So on those nights, the nights that hold the magic of fireflies and special mommy-daughter moments, we pull out the colors. For why should the twinkling be limited to the far side of the screen door?
August 4, 2009
Still life with a full spectrum of pigment
St. Luke is my honorary patron saint. To the extent that a Jewish girl can choose for herself a patron saint, St. Luke speaks to my soul. In the Middle Ages and Renaissance, painters, physicians and pharmacists were all members of the same guild: The Guild of St. Luke. Their arts shared the same alchemy: plants and rocks ground into minerals, into pigment, into medications. Into sustenance for the body and for the spirit. I think of St. Luke whenever I feel wealthy with an abundance of color options.
E doesn't yet know about Luke or any other saint, but her soul surely carries a reverence for color and that reverence within her is among the inextricable links that she and I share.
So tonight we painted her nails and I want you to know about the equation E has devised.

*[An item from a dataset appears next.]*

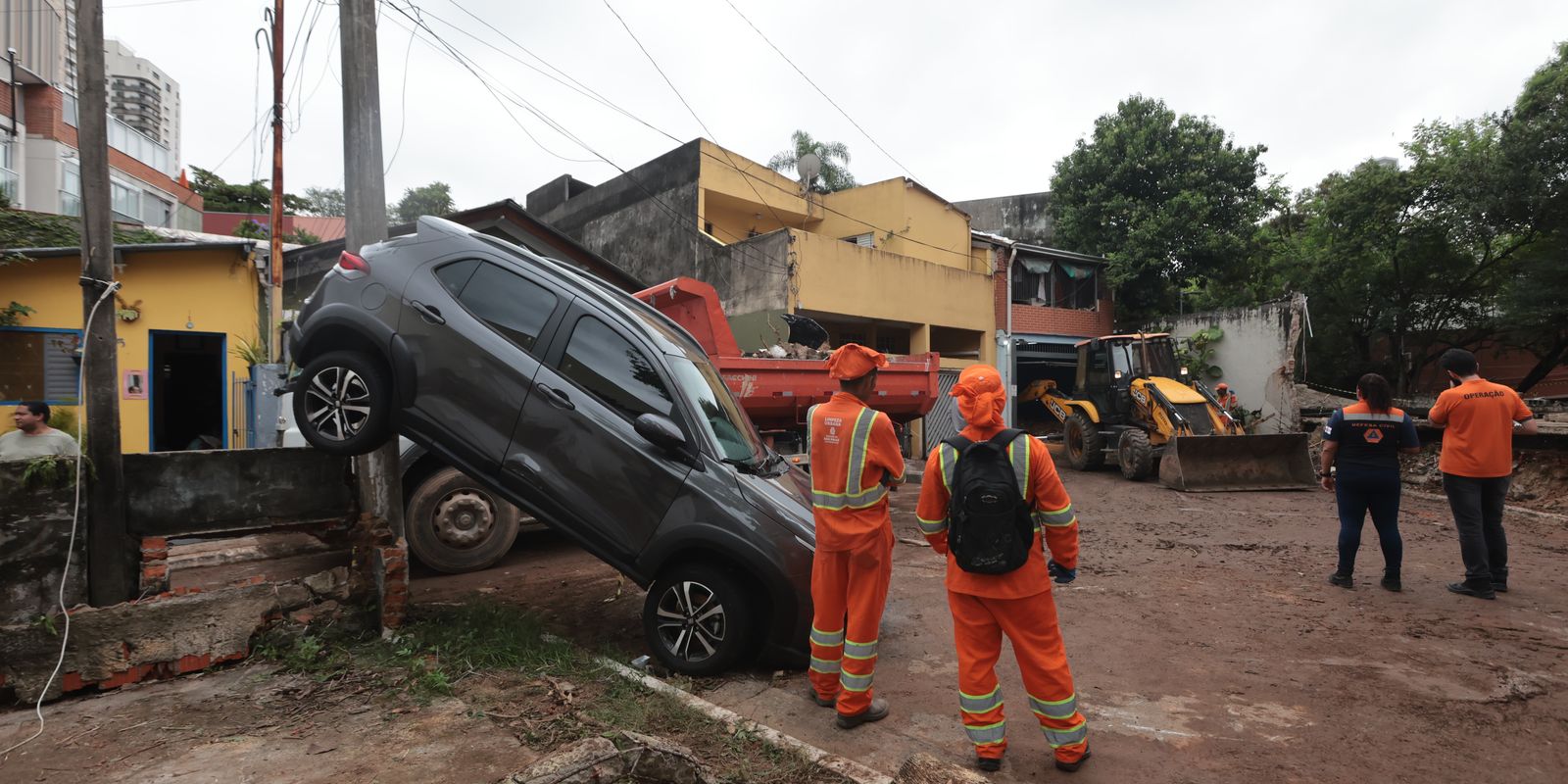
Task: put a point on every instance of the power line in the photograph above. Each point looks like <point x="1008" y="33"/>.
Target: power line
<point x="819" y="90"/>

She has 10 fingers + 10 toes = 20 nails = opportunity for 20 different colors.
Portrait of her left foot against my thigh.
She selects her colors with care. She lines them up in fives, deliberates, rearranges. She meditates on composition. And only after careful consideration do we paint.
I love her filthy foot, crusted with sweat and dirt from exercising a child's birthright - playing hard in the summer sun. I love her bejeweled toes: radiant with Caribbean Frost, Luxury Lime Creme, Purple Potion, Skin Tight Denim Creme and Virtuous Violet. I love that she is learning to consider her surroundings with an artist's practiced eye.
For myself, I almost never polish my fingernails. I work too much with my hands and the effect never lasts. But for my girl, I will reverently open ten vials, apply ten lacquers, and embellish her hands just as I embellish her feet.
It is a ritual between us and it is, in its own way, sacred. So at her behest when I was asked to indulge this evening, as well, I could not demure. It would show disrespect to our ritual, and to her invitation that I should not only offer the rites, I should partake of them alongside her.
I believe one of the things I do well with the girls is teach them to seek beauty in the world. And tonight E reminded me of my own lesson. Our teachings refract through their eyes.
It's just the clear glitter but the child is right: why shouldn't a mama sparkle, too?